The Atlantic, one of the oldest Anglo-American journals of record, serves up an indictment of America's descent into Third World status:
In its depth and suddenness, the U.S. economic and financial crisis is shockingly reminiscent of moments we have recently seen in emerging markets (and only in emerging markets): South Korea (1997), Malaysia (1998), Russia and Argentina (time and again). In each of those cases, global investors, afraid that the country or its financial sector wouldn’t be able to pay off mountainous debt, suddenly stopped lending.
(snip)
But there’s a deeper and more disturbing similarity: elite business interests — financiers, in the case of the U.S.—played a central role in creating the crisis, making ever-larger gambles, with the implicit backing of the government, until the inevitable collapse. More alarming, they are now using their influence to prevent precisely the sorts of reforms that are needed, and fast, to pull the economy out of its nosedive. The government seems helpless, or unwilling, to act against them.

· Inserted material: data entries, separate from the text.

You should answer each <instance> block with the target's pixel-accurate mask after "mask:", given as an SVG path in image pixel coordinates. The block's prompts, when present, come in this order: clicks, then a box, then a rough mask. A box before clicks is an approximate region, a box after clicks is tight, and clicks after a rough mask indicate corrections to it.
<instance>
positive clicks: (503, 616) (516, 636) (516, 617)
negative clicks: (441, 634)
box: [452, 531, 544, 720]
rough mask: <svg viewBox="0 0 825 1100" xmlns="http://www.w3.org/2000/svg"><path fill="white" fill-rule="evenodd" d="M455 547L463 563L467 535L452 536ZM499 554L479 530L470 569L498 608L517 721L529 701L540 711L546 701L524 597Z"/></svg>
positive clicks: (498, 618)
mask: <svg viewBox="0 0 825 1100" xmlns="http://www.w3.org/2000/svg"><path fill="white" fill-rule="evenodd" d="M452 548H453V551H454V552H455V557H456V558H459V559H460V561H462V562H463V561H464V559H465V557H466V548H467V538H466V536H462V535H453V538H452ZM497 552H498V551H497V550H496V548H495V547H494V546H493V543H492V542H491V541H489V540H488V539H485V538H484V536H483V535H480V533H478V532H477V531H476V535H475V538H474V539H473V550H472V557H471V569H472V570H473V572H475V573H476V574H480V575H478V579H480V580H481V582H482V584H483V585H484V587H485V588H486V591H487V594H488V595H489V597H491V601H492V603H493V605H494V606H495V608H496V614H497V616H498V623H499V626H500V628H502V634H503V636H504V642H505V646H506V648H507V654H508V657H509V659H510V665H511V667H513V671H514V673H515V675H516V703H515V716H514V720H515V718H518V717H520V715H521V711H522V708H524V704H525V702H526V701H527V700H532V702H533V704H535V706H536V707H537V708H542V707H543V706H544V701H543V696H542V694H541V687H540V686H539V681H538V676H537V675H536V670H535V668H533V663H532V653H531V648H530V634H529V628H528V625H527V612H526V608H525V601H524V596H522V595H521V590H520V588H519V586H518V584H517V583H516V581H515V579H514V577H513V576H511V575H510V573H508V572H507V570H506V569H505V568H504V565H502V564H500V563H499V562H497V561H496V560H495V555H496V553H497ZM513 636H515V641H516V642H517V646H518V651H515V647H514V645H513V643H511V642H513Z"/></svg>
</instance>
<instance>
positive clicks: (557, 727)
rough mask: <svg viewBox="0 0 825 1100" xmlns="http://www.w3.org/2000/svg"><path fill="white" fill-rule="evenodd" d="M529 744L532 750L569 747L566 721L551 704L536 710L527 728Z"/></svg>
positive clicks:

The Atlantic's only real rival for the title of most intellectual publication in America is Harper's (and it's just as old!), whose editor emeritus Lewis Lapham has always held a rather jaundiced view of his peers in the ruling elite. His florid prose is always a joy to read (excerpted from Money and Class in America, 1988):
By abdicating their authority and responsibility, the sovereign people also relinquish their courage. Like rich old women in Palm Beach or a committee of dithering lawyers, the American electorate listens to the wisdom of its public servants as if to voices of minor oracles. Politicians and Cabinet ministers appear in the role of of the omniscient butler who finds phrases of art with which to conceal the embarrassments of the young master’s profligacy and reduced circumstances.
Finally, Rolling Stone offers us this colorful portrait of our dire straits as a result of the above:
People are pissed off about this financial crisis, and about this bailout, but they're not pissed off enough. The reality is that the worldwide economic meltdown and the bailout that followed were together a kind of revolution, a coup d'état. They cemented and formalized a political trend that has been snowballing for decades: the gradual takeover of the government by a small class of connected insiders, who used money to control elections, buy influence and systematically weaken financial regulations.
The authors all recognize that neofeudalism is here. I've seen it coming too, probably since my days at Notre Dame when I first encountered the children of one wing (the hard-right, hypermoralistic, hypocritical Catholic wing) of our ruling class. I have spent my adult life aspiring to join the ranks of America's patricians only to find that, in the main, they won't have me among them. No matter. The turmoil now brewing will allow me and others like me to simply displace them with new wealth, like the Darwinian process that allows mutated species to survive ecological catastrophes.
There were numerous warning signs on our national road to economic annihilation. Many of my fellow Americans seem to have mistaken them for billboard advertisements. I read every sign up close, took notes, and marked their locations. I will wait patiently for the day when I will sign the deed on a San Francisco mansion. Quite a few will be vacated by people who couldn't be bothered to pay attention.
Welcome, neofeudalism. Let the jousting matches for fiefdoms begin.